NBA star Kyrie Irving defends decision to promote antisemitic movie
By PHILISSA CRAMER
(JTA) — Brooklyn Nets guard Kyrie Irving is defending his decision to promote a movie that argues that Jews were responsible for the transatlantic slave trade, despite criticism from his team’s owner.
“I’m disappointed that Kyrie appears to support a film based on a book full of anti-semitic disinformation,” Nets owner Joe Tsai tweeted on Friday, shortly after Irving tweeted a link to the Amazon listing for a 2018 film called “Hebrews to Negroes: Wake Up Black America!”
The film is based on an earlier book by the same name advancing the oft-repeated false claim that Jews dominated the slave trade. While Jews participated in the slave trade, the claim — advanced by antisemites including Nation of Islam leader Louis Farrakhan and former Ku Klux Klan leader David Duke — is widely understood by scholars and watchdogs as antisemitic. The film and book also argue that Black Americans are the “real” Jews, a belief that is core to Black Hebrew Israelite doctrine.
Irving, who has a long track record of engaging with conspiracy theories, including about COVID-19, said late Saturday night during a press conference after the Nets’ loss to the Indiana Pacers that he did not regret sharing information about the film.
“I’m not going to stand down on anything that I believe in,” he said, according to a report by ESPN. “I’m only going to get stronger because I’m not alone. I have a whole army around me.”
He had previously tweeted, “I meant no disrespect to anyone’s religious beliefs. The ‘Anti-Semitic’ label that is being pushed on me is not justified and does not reflect the reality or truth I live in everyday. I embrace and want to learn from all walks of life and religions.”

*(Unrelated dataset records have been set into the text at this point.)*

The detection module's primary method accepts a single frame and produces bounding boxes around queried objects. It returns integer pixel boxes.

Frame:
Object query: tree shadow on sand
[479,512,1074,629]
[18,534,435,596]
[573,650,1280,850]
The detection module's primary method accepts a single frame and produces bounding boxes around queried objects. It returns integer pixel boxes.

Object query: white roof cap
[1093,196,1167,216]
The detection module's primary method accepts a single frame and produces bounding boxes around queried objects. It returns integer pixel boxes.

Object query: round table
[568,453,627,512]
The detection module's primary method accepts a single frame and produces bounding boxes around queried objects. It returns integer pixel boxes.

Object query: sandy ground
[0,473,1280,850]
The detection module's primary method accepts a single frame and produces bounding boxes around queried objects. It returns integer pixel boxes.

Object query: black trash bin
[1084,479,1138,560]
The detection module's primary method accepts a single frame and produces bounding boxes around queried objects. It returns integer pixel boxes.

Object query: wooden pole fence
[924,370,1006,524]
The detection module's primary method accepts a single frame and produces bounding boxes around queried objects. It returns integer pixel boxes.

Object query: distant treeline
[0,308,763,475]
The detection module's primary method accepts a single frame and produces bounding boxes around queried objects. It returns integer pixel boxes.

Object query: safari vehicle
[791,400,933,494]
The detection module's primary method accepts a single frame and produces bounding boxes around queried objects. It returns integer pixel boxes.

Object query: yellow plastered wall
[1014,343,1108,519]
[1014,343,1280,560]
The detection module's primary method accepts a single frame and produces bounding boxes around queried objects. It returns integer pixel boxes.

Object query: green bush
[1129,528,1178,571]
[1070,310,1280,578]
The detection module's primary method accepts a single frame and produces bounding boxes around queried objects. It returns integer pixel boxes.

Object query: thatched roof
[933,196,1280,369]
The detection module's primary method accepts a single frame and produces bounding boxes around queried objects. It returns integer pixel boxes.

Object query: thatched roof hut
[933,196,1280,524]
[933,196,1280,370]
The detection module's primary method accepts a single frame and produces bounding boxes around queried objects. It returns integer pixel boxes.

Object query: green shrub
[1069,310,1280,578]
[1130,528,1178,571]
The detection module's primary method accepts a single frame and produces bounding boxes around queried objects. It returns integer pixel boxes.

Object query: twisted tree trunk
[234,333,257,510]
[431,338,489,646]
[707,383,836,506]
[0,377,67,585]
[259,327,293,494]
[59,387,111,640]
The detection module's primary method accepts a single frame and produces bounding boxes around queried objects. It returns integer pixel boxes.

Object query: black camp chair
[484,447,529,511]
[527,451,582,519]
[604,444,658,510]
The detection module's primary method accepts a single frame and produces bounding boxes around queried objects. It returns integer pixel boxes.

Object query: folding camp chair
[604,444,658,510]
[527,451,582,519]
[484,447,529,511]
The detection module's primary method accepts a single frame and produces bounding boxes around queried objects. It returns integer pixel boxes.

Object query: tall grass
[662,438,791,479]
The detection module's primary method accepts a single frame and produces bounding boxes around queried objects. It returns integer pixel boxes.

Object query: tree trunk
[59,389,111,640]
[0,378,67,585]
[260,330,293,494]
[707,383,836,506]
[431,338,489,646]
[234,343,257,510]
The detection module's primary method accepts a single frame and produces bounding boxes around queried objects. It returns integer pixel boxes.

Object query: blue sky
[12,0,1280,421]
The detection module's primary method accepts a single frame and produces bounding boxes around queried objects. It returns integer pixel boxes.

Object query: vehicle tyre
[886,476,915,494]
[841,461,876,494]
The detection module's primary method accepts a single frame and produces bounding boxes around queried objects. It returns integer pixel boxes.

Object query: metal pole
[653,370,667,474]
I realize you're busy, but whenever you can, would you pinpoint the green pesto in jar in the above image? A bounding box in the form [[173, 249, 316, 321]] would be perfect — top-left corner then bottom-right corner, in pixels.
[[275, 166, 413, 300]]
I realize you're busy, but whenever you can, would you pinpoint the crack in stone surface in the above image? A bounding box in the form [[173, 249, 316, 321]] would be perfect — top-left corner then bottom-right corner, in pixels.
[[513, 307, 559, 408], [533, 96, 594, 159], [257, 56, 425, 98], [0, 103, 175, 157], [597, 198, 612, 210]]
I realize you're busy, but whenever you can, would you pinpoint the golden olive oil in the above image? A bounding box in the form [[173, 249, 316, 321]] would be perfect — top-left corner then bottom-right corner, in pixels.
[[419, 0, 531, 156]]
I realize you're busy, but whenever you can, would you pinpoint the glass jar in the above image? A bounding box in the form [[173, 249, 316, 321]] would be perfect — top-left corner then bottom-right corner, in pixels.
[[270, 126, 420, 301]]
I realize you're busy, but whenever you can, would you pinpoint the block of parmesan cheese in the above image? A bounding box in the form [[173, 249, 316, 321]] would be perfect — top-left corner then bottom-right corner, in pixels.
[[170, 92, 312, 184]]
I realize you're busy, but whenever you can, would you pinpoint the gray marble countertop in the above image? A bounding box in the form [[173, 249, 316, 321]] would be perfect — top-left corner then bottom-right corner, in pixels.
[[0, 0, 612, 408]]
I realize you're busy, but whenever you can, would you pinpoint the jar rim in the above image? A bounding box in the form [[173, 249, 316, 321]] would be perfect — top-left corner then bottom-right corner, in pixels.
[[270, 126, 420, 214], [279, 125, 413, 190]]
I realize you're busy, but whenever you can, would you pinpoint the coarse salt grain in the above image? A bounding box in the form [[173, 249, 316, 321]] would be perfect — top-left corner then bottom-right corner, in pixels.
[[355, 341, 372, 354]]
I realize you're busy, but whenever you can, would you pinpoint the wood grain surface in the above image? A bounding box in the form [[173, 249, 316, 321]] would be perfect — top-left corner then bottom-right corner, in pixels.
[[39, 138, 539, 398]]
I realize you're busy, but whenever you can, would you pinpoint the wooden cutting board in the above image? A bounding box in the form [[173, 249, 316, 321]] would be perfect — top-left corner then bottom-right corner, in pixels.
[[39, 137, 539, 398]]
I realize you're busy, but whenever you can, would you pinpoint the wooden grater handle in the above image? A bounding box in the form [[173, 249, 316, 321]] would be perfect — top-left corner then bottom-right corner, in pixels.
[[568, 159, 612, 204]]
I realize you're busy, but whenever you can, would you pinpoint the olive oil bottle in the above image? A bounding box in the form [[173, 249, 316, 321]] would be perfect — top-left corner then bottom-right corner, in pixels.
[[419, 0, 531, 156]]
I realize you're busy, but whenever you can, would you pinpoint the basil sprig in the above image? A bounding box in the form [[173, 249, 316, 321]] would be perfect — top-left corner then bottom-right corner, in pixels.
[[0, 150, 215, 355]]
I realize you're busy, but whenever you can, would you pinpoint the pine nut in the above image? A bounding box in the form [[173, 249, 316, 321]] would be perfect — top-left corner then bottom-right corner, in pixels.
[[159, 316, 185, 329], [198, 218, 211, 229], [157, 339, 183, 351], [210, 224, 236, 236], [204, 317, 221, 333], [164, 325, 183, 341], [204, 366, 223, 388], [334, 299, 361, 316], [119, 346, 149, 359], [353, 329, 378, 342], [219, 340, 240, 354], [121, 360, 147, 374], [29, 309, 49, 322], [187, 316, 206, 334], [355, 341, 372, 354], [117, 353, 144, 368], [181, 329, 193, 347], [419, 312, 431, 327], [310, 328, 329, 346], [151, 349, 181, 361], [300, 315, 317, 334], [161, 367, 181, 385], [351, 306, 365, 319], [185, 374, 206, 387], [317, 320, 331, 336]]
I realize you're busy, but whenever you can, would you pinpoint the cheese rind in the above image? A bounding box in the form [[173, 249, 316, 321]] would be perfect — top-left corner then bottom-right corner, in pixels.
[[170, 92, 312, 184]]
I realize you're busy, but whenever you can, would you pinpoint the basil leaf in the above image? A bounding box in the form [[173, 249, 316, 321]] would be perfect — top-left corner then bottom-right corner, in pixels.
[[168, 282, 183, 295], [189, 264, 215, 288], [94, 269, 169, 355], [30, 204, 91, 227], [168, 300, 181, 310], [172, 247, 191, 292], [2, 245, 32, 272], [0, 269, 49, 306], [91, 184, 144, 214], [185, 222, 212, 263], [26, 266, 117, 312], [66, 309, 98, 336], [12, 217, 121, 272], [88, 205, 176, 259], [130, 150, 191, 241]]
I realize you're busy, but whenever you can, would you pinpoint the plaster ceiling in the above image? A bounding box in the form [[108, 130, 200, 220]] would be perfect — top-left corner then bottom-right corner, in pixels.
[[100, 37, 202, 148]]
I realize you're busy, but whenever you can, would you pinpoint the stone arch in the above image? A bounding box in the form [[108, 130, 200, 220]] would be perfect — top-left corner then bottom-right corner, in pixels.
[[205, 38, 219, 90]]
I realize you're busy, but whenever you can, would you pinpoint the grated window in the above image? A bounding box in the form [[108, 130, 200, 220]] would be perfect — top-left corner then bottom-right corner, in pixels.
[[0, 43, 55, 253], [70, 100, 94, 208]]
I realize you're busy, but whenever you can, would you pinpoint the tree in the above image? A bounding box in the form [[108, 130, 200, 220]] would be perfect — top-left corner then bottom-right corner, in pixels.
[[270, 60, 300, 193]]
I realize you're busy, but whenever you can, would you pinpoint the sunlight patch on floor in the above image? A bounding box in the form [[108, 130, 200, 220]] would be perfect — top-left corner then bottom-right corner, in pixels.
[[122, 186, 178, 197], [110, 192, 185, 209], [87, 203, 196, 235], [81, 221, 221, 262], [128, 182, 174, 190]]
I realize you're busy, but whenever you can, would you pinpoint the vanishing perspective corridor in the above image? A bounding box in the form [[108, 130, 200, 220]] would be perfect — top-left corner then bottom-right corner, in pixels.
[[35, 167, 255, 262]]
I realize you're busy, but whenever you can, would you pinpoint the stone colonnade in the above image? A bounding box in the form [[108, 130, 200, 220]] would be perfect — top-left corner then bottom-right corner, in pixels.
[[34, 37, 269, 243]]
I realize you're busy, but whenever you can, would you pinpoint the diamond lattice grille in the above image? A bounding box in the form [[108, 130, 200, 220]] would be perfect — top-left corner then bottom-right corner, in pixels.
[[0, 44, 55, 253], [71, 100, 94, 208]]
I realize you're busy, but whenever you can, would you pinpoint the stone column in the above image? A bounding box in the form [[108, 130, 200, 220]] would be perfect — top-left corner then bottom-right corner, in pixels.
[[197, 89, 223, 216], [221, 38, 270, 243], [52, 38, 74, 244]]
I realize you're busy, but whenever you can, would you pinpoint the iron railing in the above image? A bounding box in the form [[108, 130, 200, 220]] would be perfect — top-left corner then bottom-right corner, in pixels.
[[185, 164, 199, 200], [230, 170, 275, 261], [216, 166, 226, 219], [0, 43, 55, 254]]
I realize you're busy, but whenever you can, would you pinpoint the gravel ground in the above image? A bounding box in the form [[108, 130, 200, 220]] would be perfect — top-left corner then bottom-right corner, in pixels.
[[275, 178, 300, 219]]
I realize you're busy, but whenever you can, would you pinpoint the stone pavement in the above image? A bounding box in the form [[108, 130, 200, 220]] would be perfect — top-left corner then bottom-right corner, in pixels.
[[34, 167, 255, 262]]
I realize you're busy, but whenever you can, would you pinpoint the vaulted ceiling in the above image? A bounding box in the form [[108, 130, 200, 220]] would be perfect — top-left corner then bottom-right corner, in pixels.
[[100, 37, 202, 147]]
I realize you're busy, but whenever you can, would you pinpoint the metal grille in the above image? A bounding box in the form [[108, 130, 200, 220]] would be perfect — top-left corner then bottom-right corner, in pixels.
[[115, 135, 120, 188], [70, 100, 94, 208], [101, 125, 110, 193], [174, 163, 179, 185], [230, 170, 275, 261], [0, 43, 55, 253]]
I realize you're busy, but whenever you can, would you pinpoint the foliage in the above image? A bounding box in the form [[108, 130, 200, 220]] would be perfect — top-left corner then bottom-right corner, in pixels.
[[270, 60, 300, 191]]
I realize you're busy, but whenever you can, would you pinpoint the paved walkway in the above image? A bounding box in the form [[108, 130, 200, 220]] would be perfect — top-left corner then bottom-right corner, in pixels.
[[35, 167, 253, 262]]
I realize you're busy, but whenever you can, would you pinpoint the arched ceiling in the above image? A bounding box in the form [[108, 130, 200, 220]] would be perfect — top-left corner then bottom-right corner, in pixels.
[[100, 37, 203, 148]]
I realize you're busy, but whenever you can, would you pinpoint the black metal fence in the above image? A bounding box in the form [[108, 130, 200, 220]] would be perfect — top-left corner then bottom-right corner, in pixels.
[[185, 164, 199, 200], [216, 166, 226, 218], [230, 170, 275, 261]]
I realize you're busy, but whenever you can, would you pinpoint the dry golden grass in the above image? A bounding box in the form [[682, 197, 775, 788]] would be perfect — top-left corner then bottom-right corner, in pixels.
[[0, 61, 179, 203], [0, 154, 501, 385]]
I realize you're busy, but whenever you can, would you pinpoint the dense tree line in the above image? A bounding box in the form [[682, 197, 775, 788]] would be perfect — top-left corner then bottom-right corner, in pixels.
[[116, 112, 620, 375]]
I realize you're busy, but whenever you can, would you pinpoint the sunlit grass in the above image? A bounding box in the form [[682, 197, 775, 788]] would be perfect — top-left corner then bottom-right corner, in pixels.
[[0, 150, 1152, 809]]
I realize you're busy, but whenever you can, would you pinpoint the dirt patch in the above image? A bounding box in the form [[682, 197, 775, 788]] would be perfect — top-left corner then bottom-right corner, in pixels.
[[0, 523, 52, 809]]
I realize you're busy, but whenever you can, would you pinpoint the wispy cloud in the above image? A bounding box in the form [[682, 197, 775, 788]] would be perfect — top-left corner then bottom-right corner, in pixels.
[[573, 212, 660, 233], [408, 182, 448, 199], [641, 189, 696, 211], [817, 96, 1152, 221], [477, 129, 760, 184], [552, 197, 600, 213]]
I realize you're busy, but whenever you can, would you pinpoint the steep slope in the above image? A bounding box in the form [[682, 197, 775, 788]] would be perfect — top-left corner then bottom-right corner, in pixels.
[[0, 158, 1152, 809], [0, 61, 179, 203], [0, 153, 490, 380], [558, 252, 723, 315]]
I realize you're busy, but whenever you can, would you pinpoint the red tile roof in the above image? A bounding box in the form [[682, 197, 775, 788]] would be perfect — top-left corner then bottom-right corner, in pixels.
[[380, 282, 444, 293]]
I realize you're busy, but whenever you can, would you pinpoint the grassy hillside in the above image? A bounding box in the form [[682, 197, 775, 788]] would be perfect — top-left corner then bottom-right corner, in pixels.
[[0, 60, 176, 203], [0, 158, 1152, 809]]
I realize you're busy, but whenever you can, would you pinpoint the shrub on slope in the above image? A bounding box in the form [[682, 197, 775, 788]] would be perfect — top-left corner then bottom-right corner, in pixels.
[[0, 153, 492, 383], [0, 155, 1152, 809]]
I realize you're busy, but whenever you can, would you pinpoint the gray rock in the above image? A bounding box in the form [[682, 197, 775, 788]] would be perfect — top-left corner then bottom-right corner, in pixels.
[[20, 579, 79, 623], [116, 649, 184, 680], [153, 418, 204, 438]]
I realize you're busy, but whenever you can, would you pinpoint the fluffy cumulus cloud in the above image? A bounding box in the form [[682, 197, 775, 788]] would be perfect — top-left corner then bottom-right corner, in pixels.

Irving’s promotion of the film comes amid a flurry of attention to Jews spurred by antisemitic comments made earlier this month by rapper Kanye West, who has faced a slew of penalties after vowing to “go death con 3 on Jewish people” and boasting that he could “say antisemitic s—” without repercussions. Among the consequences has been the end of his contract with Adidas, which produced his immensely profitable Yeezy line of sneakers.
Irving, too, has had a lucrative contract with an athletic wear company, in his case with Nike. The Kyrie line reportedly generated $11 million in income for him in 2019, but the line was seen as unlikely to be extended because it is unclear whether Irving, a seven-time All-Star, will continue to play in the NBA after this season. (The Nets did not renew his contract after he was unable to play during much of the last season because he refused to be vaccinated against COVID-19.)
The CEO of the Anti-Defamation League, which called for West to have his contract canceled, praised Tsai and the Nets organization for condemning Irving’s promotion of the film. “All of us at @ADL appreciate your leadership and look forward to continuing our discussions,” Jonathan Greenblatt tweeted on Saturday night, prior to Irving’s latest comments.
The Nets “strongly condemn and have no tolerance for the promotion of any form of hate speech,” the team said in a statement issued Friday night. “We believe that in these situations, our first action must be open, honest dialogue. We thank those, including the ADL, who have been supportive during this time.”
Irving’s original post went up at the same time that entrepreneur and provocateur Elon Musk took control over Twitter, emboldening trolls and antisemites who would benefit from Musk’s pledge to loosen content moderation policies on the social media platform. In his comments Saturday night, Irving indicated that he believed his promotion of the film should be accepted speech.
“It’s on a public platform. Did I do anything illegal?” Irving said during the press conference. “Did I hurt anybody? Did I harm anybody?”